DEER ISLE — Four residents of the Island Nursing Home have died of COVID-19 and the virus has spread throughout the facility’s entire population, according to the Maine Center for Disease Control and Prevention (CDC).
As of the CDC’s briefing Monday, there were 59 residents and 31 staff members who had tested positive for COVID-19, according to CDC Director Dr. Nirav Shah.
“What we’ve seen across the country and in Maine, one of the best ways to keep nursing homes safe is to keep the community safe, to keep levels and the rate of transmission as low as possible,” Shah said. “In many instances, COVID-19 is introduced into nursing homes by employees. The best way to reduce the likelihood is to keep the community safe. Everyone is doing different things in that regard. The Maine CDC has had a number of productive discussions with INH. It’s a challenging situation.”
Details about the conditions of COVID-19-positive residents at the nursing home were not immediately available Wednesday morning. The American could not reach INH Director Matthew Trombley before press time.
Charles Turner of Stonington passed away due to COVID-19 on Dec. 1.
Turner’s son, Hilton Turner, said his father was an Isle au Haut native who fished for 30 years on a boat named for Charles’ late wife, Wilma Jean.
Hancock County residents may remember Charles Turner as the man who ran the state liquor store in Ellsworth until it closed.
“He was a lobsterman for 30 years until his health got bad,” Turner said. “He ran the state liquor store for 25 years. So, if you went in and bought a bottle, you bought it from him.”
Turner last spoke to his father in September. “That bugs me big time,” he said.
“We tried to do a Facetime,” Turner said. “They [INH staff] never even got back to us about it.”
Elsewhere on the island, the Stonington town office is open by appointment one person at a time. The same setup is in place at the Deer Isle town office.
Stonington Town Manager Kathleen Billings and her office staff are working from home while they quarantine due to a possible exposure related to the nursing home. Economic Development Director Henry Teverow is manning the office answering the phone.
Billings had the foresight several years ago to go to a cloud-based server system so that, armed with laptops, she and the town office staff can work remotely.
Those who can’t work remotely, however, are the town’s plow truck drivers, so Billings is counting on them to be careful.
“I don’t have people to fill in” for CDL [commercial driver’s license] operators, she said.
“We’re getting through it just trying to be really cautious,” Billings said. “Everyone is doing really good. The staff is all good-natured about it. We’re trying to be cautious so we can keep government services and plowing going.”
As a utility provider, for water and sewer in the downtown, the town office has to stay open to a certain extent, Billings said.
Meanwhile, the Deer Isle-Stonington community and others are providing meals and individually wrapped snacks to the staff at INH, including visiting nurses and doctors.
Barrett Gray, who owns Boyce’s Motel in Stonington, had been delivering lunches to seniors every week pre-pandemic.
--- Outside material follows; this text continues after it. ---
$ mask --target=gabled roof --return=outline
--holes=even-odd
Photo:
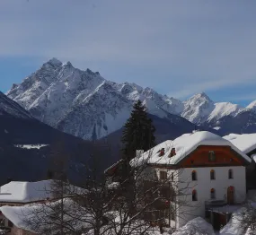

That has continued and he’s been cooking meals and snacks for visiting nurses and doctors with help from Pam Dewell and her daughter Oriana Wuerth.
Dewell is using the Meal Train website to recruit volunteers to make snack boxes for the 30 staff members on duty every day. Dewell said December is full and she’s about to open up sign-up dates for January.
“We wanted to support everyone on the job, especially after hearing about the long hours everyone was working, and that’s how we thought of the snack box,” said Dewell. “The response from the island community has been amazing. The snack box has a different donor every day through the month of December and we are about to post the January sign-up calendar. Volunteers are providing home-cooked meals to almost a dozen staff every day. Our list continues to grow as we have also added staff and their families who are sick. I think the outpouring of concern for these health workers says a lot about our island community.”
On a related note, for those wondering if it’s safe for community members to give homemade snacks and cookies to the staff, it is, as long as precautions are taken, according to the Maine CDC.
“The research continues to indicate that food is not a common source of transmission, so in the scenario you present, the act of exchanging or delivering treats could pose a greater risk,” said Maine CDC spokesman Robert Long. “The Maine CDC recommends that merry-makers and holiday bakers find ways to exchange treats in ways that minimize the risk of transmission via respiratory droplets.”
The U.S. Centers for Disease Control and Prevention states that “it is possible that a person can get COVID-19 by touching a surface or object, including food or food packaging, that has the virus on it and then touching their own mouth, nose, or possibly their eyes. However, this is not thought to be the main way the virus spreads.”
Correction: The first resident death due to COVID-19 at the Island Nursing Home was Nov. 28. The first resident at the nursing home to die was not Charles Turner, as was reported in a previous version of this story.